Magnitsky, an anti-corruption lawyer who worked with the Hermitage Capital investment fund, died in Moscow’s infamous Matrosskaya Tishina pretrial detention center in November 2009, a year after he was arrested on tax evasion charges. Although he is dead, Russian prosecutors reopened the case against him earlier this year.

“The situation when ‘the Magnitsky case’ is used for political speculations and initiatives on some kind of sanctions in regard to Russia is unacceptable for us,” the ministry said in a statement.

The U.S. Department of State issued visa bans for several dozen Russian officials in connection to the Magnitsky case in July 2011. In response, Russia has also imposed travel bans on several U.S. officials.
“We hope that our foreign partners will draw correct conclusions and will abstain from actions or statements that could influence the result of the case over Magnitsky,” the statement said.

The U.S. Senate is expected to consider a bill later this month imposing sanctions on Russian officials allegedly linked to Magnitsky’s death as well as on “individuals responsible for other gross violations of human rights.” Despite the outrage that the Magnitsky Act triggered from Russia, U.S. Department of State spokeswoman Victoria Nuland said in April the U.S. administration continued to support the legislation.

Shortly before Magnitsky was arrested, he claimed to have uncovered a massive fraud in which Moscow tax and police officials had allegedly embezzled $230 million of budget funds.

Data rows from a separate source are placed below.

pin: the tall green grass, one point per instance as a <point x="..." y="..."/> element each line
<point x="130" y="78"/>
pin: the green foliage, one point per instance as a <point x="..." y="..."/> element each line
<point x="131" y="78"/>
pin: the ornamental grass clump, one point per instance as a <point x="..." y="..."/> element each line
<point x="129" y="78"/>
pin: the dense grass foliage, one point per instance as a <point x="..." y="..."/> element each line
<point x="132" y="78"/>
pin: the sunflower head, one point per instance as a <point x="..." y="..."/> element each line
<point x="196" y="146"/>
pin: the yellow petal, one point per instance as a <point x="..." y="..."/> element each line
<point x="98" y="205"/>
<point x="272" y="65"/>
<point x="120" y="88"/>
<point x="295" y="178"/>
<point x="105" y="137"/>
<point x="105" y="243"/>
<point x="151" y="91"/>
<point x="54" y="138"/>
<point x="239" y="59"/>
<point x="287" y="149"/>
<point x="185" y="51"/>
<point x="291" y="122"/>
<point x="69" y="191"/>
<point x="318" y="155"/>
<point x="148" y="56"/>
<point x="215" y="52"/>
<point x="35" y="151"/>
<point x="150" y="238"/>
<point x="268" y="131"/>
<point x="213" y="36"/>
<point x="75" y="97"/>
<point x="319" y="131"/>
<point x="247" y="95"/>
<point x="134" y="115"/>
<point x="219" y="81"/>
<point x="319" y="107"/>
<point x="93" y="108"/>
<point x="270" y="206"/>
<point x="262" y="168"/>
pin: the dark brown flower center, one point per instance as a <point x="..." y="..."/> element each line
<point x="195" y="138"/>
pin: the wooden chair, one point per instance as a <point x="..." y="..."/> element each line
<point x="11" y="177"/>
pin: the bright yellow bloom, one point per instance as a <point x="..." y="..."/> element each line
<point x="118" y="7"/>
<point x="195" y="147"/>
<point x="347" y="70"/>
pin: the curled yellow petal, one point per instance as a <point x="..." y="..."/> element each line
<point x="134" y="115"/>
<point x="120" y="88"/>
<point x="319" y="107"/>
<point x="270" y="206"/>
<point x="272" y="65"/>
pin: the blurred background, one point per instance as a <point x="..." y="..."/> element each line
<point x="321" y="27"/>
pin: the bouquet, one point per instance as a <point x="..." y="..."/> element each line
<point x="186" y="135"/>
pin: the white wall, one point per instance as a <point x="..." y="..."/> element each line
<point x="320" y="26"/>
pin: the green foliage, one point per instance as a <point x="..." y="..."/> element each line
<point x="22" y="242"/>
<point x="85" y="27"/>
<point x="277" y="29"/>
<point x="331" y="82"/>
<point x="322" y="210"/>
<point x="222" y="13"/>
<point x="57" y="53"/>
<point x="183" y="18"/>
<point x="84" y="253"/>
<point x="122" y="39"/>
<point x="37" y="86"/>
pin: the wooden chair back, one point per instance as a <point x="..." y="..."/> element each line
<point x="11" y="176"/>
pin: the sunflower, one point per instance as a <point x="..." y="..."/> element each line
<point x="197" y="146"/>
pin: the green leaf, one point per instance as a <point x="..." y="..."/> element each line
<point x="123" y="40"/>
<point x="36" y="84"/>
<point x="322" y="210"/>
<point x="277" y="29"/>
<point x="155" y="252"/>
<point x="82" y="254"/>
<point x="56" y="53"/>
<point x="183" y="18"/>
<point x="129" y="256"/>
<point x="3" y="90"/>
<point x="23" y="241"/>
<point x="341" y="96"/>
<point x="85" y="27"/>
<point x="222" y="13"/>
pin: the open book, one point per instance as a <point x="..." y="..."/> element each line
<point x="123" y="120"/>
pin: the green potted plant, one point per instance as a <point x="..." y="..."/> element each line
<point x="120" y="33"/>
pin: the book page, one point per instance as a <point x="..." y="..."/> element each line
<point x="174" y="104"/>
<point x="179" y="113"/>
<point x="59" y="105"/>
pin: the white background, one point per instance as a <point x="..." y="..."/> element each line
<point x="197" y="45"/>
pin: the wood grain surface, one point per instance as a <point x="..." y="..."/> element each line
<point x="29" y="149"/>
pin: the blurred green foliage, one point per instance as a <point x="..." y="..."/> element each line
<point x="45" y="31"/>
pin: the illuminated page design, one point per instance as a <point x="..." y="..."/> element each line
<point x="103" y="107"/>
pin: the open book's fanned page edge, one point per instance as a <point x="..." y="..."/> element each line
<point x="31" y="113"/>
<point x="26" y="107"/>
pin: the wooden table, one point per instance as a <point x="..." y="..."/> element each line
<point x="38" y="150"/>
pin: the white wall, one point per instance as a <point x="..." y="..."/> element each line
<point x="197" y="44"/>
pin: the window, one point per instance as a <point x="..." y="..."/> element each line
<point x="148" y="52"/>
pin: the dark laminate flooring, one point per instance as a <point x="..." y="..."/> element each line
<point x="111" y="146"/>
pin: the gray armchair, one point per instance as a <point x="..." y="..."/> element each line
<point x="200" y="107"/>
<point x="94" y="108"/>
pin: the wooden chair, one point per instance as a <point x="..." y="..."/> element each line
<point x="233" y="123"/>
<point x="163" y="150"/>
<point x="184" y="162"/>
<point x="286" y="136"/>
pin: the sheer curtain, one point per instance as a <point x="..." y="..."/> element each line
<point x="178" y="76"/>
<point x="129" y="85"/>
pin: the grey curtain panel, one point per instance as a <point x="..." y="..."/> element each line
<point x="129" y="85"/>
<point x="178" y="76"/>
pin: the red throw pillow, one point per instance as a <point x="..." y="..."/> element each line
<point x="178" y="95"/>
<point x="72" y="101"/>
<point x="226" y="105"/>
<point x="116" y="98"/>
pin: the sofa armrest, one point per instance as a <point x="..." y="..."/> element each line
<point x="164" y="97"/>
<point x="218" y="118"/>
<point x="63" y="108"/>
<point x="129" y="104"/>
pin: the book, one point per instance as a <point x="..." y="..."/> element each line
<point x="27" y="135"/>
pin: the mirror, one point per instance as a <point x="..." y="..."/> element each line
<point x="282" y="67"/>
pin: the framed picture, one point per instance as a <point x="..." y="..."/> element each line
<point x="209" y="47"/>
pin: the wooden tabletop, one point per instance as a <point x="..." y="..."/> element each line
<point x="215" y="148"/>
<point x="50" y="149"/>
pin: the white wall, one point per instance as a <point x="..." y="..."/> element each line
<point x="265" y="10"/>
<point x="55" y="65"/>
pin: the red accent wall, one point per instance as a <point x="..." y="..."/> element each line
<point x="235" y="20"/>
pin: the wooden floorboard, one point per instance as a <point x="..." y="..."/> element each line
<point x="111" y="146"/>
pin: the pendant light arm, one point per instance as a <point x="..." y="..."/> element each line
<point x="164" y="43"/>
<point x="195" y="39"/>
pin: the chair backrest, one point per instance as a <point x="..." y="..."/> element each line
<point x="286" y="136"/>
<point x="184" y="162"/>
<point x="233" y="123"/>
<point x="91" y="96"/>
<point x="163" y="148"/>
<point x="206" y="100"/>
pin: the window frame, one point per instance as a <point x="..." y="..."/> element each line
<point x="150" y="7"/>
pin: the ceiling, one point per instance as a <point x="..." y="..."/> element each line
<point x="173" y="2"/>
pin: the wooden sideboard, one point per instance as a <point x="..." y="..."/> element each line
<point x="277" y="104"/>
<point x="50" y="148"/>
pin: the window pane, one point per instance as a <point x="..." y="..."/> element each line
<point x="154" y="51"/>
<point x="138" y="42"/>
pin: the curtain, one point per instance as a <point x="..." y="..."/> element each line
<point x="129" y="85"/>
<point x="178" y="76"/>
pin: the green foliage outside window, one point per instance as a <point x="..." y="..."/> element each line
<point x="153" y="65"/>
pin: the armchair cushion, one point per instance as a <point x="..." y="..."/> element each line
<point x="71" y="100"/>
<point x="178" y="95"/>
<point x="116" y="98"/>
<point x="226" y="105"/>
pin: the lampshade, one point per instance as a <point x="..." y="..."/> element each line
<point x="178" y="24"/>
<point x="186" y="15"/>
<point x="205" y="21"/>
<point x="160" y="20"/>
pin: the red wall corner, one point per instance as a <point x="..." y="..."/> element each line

A probe into his death revealed that the 37-year-old lawyer, who was suffering from untreated pancreatitis and hearth condition, did not receive proper medical treatment. Rights activists pointed to multiple violations of the lawyer’s rights during his arrest and detention, including signs that he was beaten by prison guards hours before his death.

Magnitsky’s relatives appealed to the Moscow City Court earlier in the year to cancel the resumed case over the late lawyer, but the court rejected the motion on Monday.